Pierre Jean Jouve (born October 11, 1887 in Arras , † January 8, 1976 in Paris ) was a French writer, literary critic and supporter of Sigmund Freud . Significant above all for his poetry , he also published prose , e.g. B. the novel Paulina 1880 (1925).

Life

Pierre Jean Jouve was born in Arras in northern France in 1887 . His father Alfred was an insurance company manager. His mother Eugénie Aimée Rosé aroused an interest in music in him early on. Sister Madeleine, who was born in 1889, later married Pierre Castiau, who had a great influence on Jouve's intellectual development as a writer.

In 1902 Jouve had to undergo an appendix operation, after which he suffered from fatigue and depression for several years. At the University of Lille he studied law and published poetry reviews under the title Les bandeaux d'or . In 1910 he married Marie Caroline Charpentier, a historian who took care of his troubled health. Their son, Olivier, was born in 1914. Retired from the French military, Jouve worked as a nurse during the First World War and joined the pacifist movement around Romain Rolland . In 1921 he met Blanche Reverchon, for whom he divorced his wife Marie Caroline and with whom he lived in a Paris apartment from 1923 .

In 1925 he published his novel Paulina 1880 , which is about himself and the character Hélène, a mixture of different women. The novel Hécate followed in 1928 , which was continued in 1931 with Vagadu . Both novels depict the life of an unfortunate Parisian actress and were later published in one volume under the title The Adventures of Catherine Crachat ( Aventure de Catherine Crachat ). After Jouve Hécate had written, he first came into contact with the teaching of psychoanalysis , so that in his sequel Vagadu he subjects his main character Catherine Crachat to a psychoanalysis.

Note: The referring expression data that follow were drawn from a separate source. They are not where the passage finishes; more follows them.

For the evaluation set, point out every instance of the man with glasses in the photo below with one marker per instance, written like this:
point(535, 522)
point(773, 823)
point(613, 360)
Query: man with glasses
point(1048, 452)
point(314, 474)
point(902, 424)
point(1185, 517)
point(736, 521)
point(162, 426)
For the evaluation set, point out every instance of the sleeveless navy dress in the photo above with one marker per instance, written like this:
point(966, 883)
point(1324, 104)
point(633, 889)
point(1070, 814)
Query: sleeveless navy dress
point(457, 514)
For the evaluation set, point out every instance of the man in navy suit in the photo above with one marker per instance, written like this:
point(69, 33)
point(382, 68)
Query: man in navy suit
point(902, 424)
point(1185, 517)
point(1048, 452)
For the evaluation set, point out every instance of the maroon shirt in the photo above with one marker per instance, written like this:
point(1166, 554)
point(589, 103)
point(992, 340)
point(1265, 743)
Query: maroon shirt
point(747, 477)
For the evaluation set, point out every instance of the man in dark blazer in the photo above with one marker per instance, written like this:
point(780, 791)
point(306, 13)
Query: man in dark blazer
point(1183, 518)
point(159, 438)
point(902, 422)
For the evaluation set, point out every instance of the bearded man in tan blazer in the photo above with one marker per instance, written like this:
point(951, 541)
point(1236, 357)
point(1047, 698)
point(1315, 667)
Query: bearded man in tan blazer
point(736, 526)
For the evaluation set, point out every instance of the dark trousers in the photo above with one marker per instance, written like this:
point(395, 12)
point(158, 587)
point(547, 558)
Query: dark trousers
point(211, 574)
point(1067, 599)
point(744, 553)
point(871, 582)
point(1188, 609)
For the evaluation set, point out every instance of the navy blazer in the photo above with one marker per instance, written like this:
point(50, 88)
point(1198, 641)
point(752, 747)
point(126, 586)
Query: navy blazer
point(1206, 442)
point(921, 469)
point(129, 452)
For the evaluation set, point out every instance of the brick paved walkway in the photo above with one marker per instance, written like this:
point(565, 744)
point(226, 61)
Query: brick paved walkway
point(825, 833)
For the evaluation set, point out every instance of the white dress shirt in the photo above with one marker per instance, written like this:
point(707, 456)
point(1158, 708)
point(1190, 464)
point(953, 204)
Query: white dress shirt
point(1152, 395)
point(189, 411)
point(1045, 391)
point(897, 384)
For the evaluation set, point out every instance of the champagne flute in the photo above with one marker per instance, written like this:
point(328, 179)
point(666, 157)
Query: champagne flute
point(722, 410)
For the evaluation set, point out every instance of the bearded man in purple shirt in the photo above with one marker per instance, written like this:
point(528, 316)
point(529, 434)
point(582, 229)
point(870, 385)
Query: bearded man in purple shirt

From then on, he concentrated in his works on the teachings of Sigmund Freud , in which the subconscious is dominated by sexual energy and accompanied by feelings of guilt and shame. In 1933 he and his partner Blanche wrote an article called Moments d'une psychanalysis . In the same year he wrote a collection of poems under the title Sueur de sang .

During the 1940s he supported the French Resistance against the German occupation in World War II . He died in Paris in 1976.

Works (selection)

  • Poème contre le grand crime (1916), German by Felix Beran , Zurich: Max Rascher 1918
  • Paulina 1880 (1925), German by Elisabeth Borchers , Neuwied, Berlin: Luchterhand 1964
  • Le Monde désert (1927)
  • Les Noces (1928)
  • Hécate (1928)
  • Le Paradis perdu (1929)
  • Vagadu (1931)
  • Sueur de sang (1933)
  • Le Don Juan de Mozart (1942)
  • Tombeau de Baudelaire (1942)
  • Diadème (1949)
  • Melodrame (1954)
  • Invention (1959)
  • La Scène Capitale (1961)
  • Ténèbres (1964)

Film adaptations of his works

In 1972 Paulina made a French canvas adaptation in 1880 with Maximilian Schell . The two novels Hécate and Vagadu , which were first published in one volume in 1947 as The Adventures of Catherine Crachat ( Aventure de Catherine Crachat ), were filmed in 1990 with Fanny Ardant and Hanna Schygulla (see Aventure de Catherine C. ).

literature

  • Hermann Bahr : September 12 [1922]. In: Love of the Living. Diaries 1921/23. Hildesheim: Borgmeyer 1925, II, 221–223.